Émilie savait découvrir ceux et celles pour qui le grand âge fait bond arrière et qui se retrouvent parfois au matin de leur existence dans leur comportement physique et psychique; ceux-là qui ont besoin à leur tour d'une main tendue, d'un cœur accueillant, d'une âme faite de compassion et de compréhension, même si entre le point de départ et le point d'arrivée, il y eut parfois des ombres au tableau des générations.

Retrouvons-la, Émilie, la toute donnée, auprès de Dodais, l'être privé de raison, qui réclame d'elle les soins les plus empressés; pendant de longues années, elle oubliera sa jeunesse et sa liberté pour lui être disponible et dévouée. La vieille maman de ce pauvre idiot, la suivra de son regard reconnaissant et Émilie leur sera présente jusque dans la mort.

Suivons-la, Émilie, sur la rue Ste-Catherine d'alors( 1830…). Son grand cœur trouvait trop étroite la maison qui avait abrité Jean-Baptiste et leurs trois poupons. Partis, elle sollicitera espace plus grand pour les « aînées » qu'elle a vus de ses yeux, dans de pauvres mansardes. Et le bon curé du temps lui donnera le bas d'une école, à l'angle de la rue St-Laurent, pour seconder son désir de leur venir en aide.

Trop petit bientôt, ce local se déplacera vers l'ouest, et cette fois à l'angle des rues Ste-Catherine et St-Philippe, pour être à la mesure d'un cœur qui s'élargit, face à la souffrance du grand âge. Cette résidence  était située à l'actuel Complexe Desjardins.
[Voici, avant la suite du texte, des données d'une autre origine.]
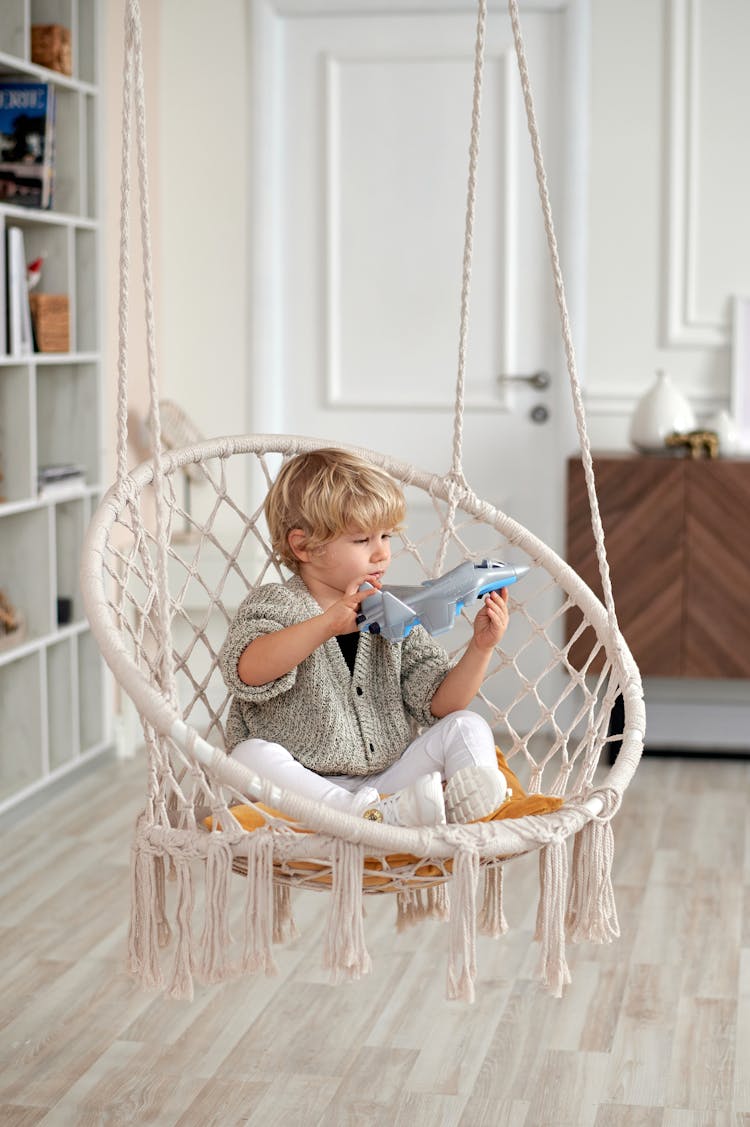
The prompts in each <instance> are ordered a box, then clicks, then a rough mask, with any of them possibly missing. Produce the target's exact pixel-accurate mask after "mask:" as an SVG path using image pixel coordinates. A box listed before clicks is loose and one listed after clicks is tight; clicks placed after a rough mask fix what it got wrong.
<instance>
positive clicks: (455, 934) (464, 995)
mask: <svg viewBox="0 0 750 1127" xmlns="http://www.w3.org/2000/svg"><path fill="white" fill-rule="evenodd" d="M478 879H479V857H478V854H477V853H476V852H474V850H459V852H458V853H457V854H456V860H455V862H453V895H452V905H451V921H450V959H449V964H448V997H449V999H451V1000H456V1001H459V1002H474V999H475V990H474V984H475V982H476V977H477V944H476V939H477V930H476V929H477V922H476V914H477V882H478Z"/></svg>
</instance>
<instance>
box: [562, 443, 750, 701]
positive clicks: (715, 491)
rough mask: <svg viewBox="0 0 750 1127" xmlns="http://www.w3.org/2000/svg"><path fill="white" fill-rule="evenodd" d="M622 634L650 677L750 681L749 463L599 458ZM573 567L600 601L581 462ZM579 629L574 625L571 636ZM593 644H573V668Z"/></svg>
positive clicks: (578, 469)
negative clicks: (716, 677) (662, 677)
mask: <svg viewBox="0 0 750 1127" xmlns="http://www.w3.org/2000/svg"><path fill="white" fill-rule="evenodd" d="M593 465H594V477H595V481H597V495H598V497H599V507H600V512H601V518H602V524H603V527H605V538H606V547H607V556H608V559H609V566H610V571H611V579H612V589H614V593H615V604H616V607H617V616H618V621H619V624H620V629H621V631H623V635H624V637H625V639H626V641H627V644H628V646H629V647H630V649H632V651H633V655H634V657H635V659H636V662H637V664H638V666H639V668H641V673H642V674H643V675H644V676H658V677H721V678H725V680H731V678H748V677H750V459H716V460H709V459H699V460H694V459H689V458H669V456H663V458H661V456H652V458H648V456H641V455H637V454H625V453H624V454H594V455H593ZM567 561H568V564H570V565H571V567H573V568H574V569H575V570H576V571H577V573H579V575H580V576H581V577H582V578H583V579H584V580H585V583H588V584H589V586H590V587H591V588H592V589H593V591H595V592H597V594H598V595H599V596H600V597H601V582H600V578H599V567H598V564H597V558H595V552H594V541H593V533H592V531H591V516H590V511H589V499H588V495H586V488H585V480H584V476H583V467H582V464H581V460H580V459H579V458H576V459H570V460H568V463H567ZM574 627H575V623H574V622H572V621H571V622H570V623H568V638H570V637H571V632H572V630H573V629H574ZM589 651H590V646H589V648H588V650H586V651H585V653H584V650H583V647H577V649H576V646H573V647H572V651H571V658H572V660H573V664H581V663H582V662H583V660H585V657H586V655H588V653H589Z"/></svg>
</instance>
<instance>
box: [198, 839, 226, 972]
mask: <svg viewBox="0 0 750 1127" xmlns="http://www.w3.org/2000/svg"><path fill="white" fill-rule="evenodd" d="M231 872H232V853H231V846H230V844H229V842H227V841H223V840H222V835H221V834H211V835H210V837H209V849H208V853H206V859H205V919H204V921H203V933H202V935H201V959H200V966H198V974H200V976H201V978H202V979H203V980H204V982H208V983H220V982H223V980H224V979H226V978H228V977H229V976H230V975H231V974H232V969H231V967H230V966H229V964H228V960H227V952H228V950H229V947H230V944H231V941H232V937H231V932H230V929H229V904H230V891H231V887H230V885H231Z"/></svg>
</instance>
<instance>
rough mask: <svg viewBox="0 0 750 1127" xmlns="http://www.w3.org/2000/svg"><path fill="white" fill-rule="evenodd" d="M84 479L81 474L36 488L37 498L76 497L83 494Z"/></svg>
mask: <svg viewBox="0 0 750 1127" xmlns="http://www.w3.org/2000/svg"><path fill="white" fill-rule="evenodd" d="M85 488H86V478H85V477H83V476H82V474H81V476H80V477H74V478H61V479H60V480H59V481H50V482H48V483H47V485H41V486H39V488H38V495H39V497H59V498H60V497H76V496H78V494H81V492H83V489H85Z"/></svg>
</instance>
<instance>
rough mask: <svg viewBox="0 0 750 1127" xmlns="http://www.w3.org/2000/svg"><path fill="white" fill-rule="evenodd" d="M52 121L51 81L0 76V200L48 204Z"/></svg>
mask: <svg viewBox="0 0 750 1127" xmlns="http://www.w3.org/2000/svg"><path fill="white" fill-rule="evenodd" d="M54 121H55V91H54V86H53V85H52V83H51V82H27V81H20V80H16V79H8V78H3V79H0V201H3V202H6V203H11V204H17V205H20V206H21V207H43V208H48V207H51V206H52V198H53V183H54Z"/></svg>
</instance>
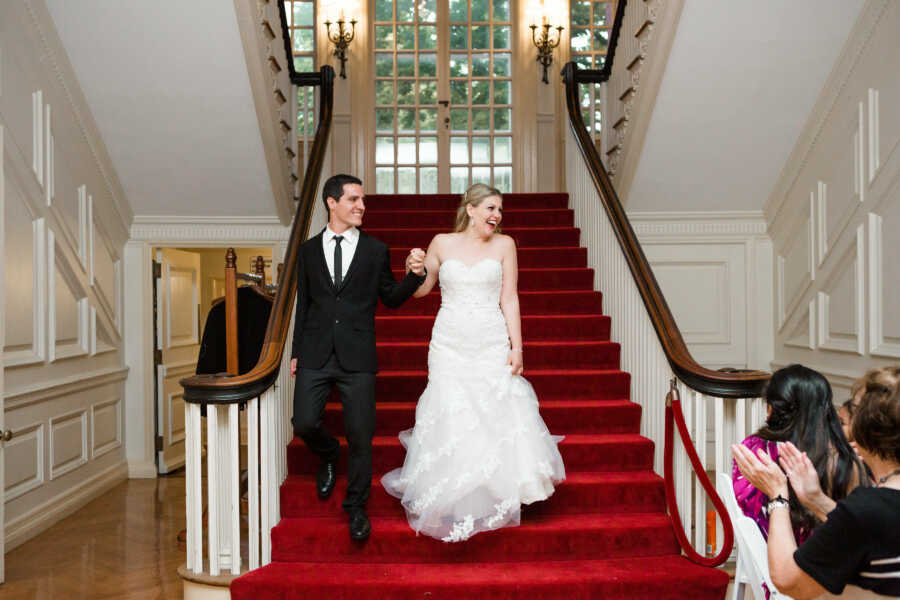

Mais, à Dieu ne plaise, d'autres attendent et requièrent des services aussi nombreux que nécessaires. On emménagera ailleurs pour  donner libre cours aux dévouements multiples pour ceux que l'âge a  perclus ou obnubilés. Ces « aînés » ont droit à plus d'attention et plus  d'amour que quiconque, et Émilie ne compte plus les heures et les jours, ni les années mêmes, elle ne compte pas davantage sur sa propre sécurité, ni sur une vie rebâtie sur ses deuils ou ses possibilités; seul compte pour elle l'amour de Dieu -qui se fait Providence- dans un amour  du prochain, chaque jour renouvelé.


Et là, tout près, sur le versant nord de cette même rue Ste-Catherine, l'Asile de la Providence naîtra pour perpétuer, par Émilie et ses filles, ce don héroïque et persévérant dont Montréal bénéficiera jusqu'à l'aurore de l'an 2000. C'est ce qu'on appelle des « aînées" devenues aînées à leur tour, pour préparer la voie aux aînées de demain, car ainsi va la vie sous le regard de la Providence.  

Extrait d’une lettre de sœur Thérèse Frigon, s.p.